Goncourt, Edmond
Louis Antoine Huot de, Jules Alfred Huot de
Goncourt, Edmond Louis Antoine Huot de , 1822–96,
and Jules Alfred Huot de Goncourt. , 1830–70, French authors. Brothers, they
were known, for their close association in art and literature, as “les deux
Goncourt.” They began as artists, touring France in 1849 and keeping notes
that were soon to turn them toward literature. They became art critics and
historians of art, unsuccessful dramatists, promoters of Japanese art, and,
in collaboration, the authors of a number of well-known novels of the naturalist
school, including Soeur Philomène (1861), Renée Mauperin (1864,
tr. 1887), Germinie Lacerteux (1864), Mme Gervaisais (1869),
and a study, The Woman of the Eighteenth Century (1862, tr. 1927).
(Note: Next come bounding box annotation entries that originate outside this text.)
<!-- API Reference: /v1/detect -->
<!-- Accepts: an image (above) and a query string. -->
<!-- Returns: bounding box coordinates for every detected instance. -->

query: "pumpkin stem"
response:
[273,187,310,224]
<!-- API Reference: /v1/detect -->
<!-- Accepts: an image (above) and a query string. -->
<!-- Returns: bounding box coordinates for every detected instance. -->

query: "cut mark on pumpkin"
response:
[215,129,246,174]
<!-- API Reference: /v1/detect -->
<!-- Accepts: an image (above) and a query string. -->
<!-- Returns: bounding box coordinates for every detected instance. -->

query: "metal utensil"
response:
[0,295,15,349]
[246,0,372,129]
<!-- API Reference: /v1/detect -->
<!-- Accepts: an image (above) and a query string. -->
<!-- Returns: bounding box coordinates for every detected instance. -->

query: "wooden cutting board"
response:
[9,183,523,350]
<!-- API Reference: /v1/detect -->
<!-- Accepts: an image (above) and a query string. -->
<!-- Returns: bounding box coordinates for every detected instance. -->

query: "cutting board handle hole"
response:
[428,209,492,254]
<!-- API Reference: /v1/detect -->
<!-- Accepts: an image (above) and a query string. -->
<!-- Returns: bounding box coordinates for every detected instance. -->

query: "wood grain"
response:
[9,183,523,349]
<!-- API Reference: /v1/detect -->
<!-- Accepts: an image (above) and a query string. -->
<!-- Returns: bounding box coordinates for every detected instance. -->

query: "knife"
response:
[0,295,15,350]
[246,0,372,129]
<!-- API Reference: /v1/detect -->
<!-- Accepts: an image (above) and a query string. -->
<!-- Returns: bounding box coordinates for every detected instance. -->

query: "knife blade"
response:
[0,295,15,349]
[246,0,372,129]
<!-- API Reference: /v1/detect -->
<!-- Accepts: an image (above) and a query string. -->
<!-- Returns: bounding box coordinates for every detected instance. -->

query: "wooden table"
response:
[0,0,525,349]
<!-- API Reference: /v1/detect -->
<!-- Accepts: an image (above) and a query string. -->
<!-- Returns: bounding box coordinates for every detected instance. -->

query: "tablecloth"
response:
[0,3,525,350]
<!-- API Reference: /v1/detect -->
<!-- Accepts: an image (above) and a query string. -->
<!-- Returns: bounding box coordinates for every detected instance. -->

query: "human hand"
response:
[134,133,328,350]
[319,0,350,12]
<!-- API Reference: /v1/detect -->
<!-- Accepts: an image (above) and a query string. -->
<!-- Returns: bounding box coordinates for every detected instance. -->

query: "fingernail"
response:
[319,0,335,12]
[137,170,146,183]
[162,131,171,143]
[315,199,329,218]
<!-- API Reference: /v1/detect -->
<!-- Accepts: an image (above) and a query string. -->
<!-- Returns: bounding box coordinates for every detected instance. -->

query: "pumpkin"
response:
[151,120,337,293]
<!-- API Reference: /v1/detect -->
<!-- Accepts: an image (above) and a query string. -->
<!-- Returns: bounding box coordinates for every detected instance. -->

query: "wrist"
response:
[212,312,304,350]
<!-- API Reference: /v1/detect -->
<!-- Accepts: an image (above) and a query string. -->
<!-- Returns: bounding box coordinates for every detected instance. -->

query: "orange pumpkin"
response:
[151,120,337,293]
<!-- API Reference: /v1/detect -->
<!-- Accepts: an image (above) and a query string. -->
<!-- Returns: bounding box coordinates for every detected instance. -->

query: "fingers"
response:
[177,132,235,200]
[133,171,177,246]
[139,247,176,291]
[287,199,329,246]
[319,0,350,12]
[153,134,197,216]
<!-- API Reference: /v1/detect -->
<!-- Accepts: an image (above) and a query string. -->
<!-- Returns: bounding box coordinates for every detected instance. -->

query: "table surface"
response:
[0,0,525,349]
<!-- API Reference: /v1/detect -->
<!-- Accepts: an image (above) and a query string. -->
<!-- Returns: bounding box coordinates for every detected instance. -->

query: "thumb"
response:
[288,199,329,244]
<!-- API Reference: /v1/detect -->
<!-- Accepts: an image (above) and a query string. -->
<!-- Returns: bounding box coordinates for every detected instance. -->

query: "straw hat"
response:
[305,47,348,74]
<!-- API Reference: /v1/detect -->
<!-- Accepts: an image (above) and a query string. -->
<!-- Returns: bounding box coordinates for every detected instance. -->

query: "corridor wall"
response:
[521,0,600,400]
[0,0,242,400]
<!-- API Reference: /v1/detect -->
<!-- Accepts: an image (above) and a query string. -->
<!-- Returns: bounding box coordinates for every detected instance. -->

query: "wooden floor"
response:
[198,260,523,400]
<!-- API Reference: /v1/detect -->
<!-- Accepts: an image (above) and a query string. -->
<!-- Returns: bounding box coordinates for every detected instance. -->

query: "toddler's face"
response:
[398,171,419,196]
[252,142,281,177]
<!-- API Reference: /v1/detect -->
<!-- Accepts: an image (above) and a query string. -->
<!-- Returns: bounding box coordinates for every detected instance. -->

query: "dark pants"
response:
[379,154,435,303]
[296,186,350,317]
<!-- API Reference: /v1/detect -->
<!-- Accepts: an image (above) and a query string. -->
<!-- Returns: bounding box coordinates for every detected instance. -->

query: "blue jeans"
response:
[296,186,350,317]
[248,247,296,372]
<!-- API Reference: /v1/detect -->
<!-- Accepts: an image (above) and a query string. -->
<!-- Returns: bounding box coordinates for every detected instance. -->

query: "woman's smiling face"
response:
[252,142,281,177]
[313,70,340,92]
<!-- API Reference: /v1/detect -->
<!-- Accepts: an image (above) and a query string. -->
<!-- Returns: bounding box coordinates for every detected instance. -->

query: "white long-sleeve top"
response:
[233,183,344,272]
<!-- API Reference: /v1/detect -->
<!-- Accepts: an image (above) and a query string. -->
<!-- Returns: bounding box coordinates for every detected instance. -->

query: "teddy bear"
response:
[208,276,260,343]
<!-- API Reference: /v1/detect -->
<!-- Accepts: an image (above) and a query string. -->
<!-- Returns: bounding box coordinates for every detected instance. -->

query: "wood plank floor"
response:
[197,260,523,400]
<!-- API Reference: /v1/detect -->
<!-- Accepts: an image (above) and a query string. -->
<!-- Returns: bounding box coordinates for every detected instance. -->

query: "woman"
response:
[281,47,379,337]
In 1851 the brothers began the Journal des Goncourt (9 vol., 1887–96;
tr. of selections by Lewis Galantière, 1937), an immensely successful publication
devoted to an intimate account of Parisian society for 40 years. They affected
an elaborate and contorted style, employed telegraphic brevity on occasion,
and often selected subjects of sensational value. Their work paved the way
for both naturalism and impressionism. After Jules's death Edmond wrote
the novels La Fille Élisa (1877, tr. Elisa, 1959),
Les Frères Zemganno (1879), and Chérie (1884). In his will
Edmond provided for the founding of the Goncourt Academy (officially recognized
1903), which makes an annual award, the Goncourt Prize, for fiction.